Sunday 12 June 2011

Treasures Old And New

In the middle of the week, I saw a debate on television featuring Chuka Umunna, Lord Oakeshott, and someone called Matthew Hancock, who I believe was given a safe seat too late for the local party to have any real say in the matter, as a present from his special friend George Osborne. Ah, those public schools, you know...

Anyway, we may leave aside anyone who imagines that Osborne is a figure of the slightest consequence. Ummuna was good, but it was Oakeshott, initially a member of this Coalition, who actually called for the paper fiction of UKFI to be discontinued. Quite right, too, since UKFI itself has said it, pretty much in so many words: no one is ever going to want to buy the nationalised banks, so they are going to be in public ownership for ever.

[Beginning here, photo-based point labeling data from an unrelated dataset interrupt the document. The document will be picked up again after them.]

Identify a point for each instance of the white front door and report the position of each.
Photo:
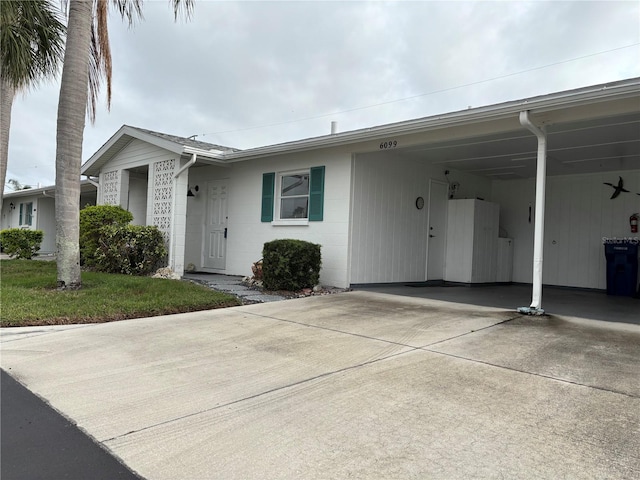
(436, 243)
(216, 225)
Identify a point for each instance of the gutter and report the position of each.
(506, 110)
(538, 236)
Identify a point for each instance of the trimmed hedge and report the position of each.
(92, 219)
(130, 249)
(21, 243)
(290, 264)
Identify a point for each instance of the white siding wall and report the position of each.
(389, 234)
(472, 241)
(247, 234)
(45, 220)
(579, 214)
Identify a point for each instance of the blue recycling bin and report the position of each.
(622, 268)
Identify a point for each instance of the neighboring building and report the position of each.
(34, 209)
(384, 202)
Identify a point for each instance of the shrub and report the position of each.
(92, 219)
(130, 249)
(290, 264)
(21, 243)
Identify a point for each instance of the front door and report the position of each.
(216, 225)
(438, 201)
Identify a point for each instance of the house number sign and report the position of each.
(388, 144)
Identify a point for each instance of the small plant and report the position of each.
(20, 243)
(256, 268)
(92, 219)
(290, 264)
(130, 249)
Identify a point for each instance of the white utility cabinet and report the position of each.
(472, 241)
(505, 260)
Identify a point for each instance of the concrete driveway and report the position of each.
(352, 385)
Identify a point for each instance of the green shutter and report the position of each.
(316, 194)
(268, 188)
(29, 218)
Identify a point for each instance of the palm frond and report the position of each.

Once a Chocolate Soldier, always a Chocolate Soldier, it seems. Even if it was in the office of Roy Jenkins, with consequences for future party membership. Not only should Ed Miliband be promising to call a spade a spade by abolishing the silly, Blairy UKFI, one of New Labour's numerous throwbacks to John Major's "next-step agencies". He should also, including on that sort of basis, be reaching out to the many Old Labour types in the Lords and elsewhere whom the tides of ancient history have washed up in the Lib Dems, if anywhere.

Nothing would better signal the defeat of those who were Communists and Trotskyists in those days, and who hijacked the Labour Party after John Smith died. An ideal job, perhaps, for Chuka Umunna.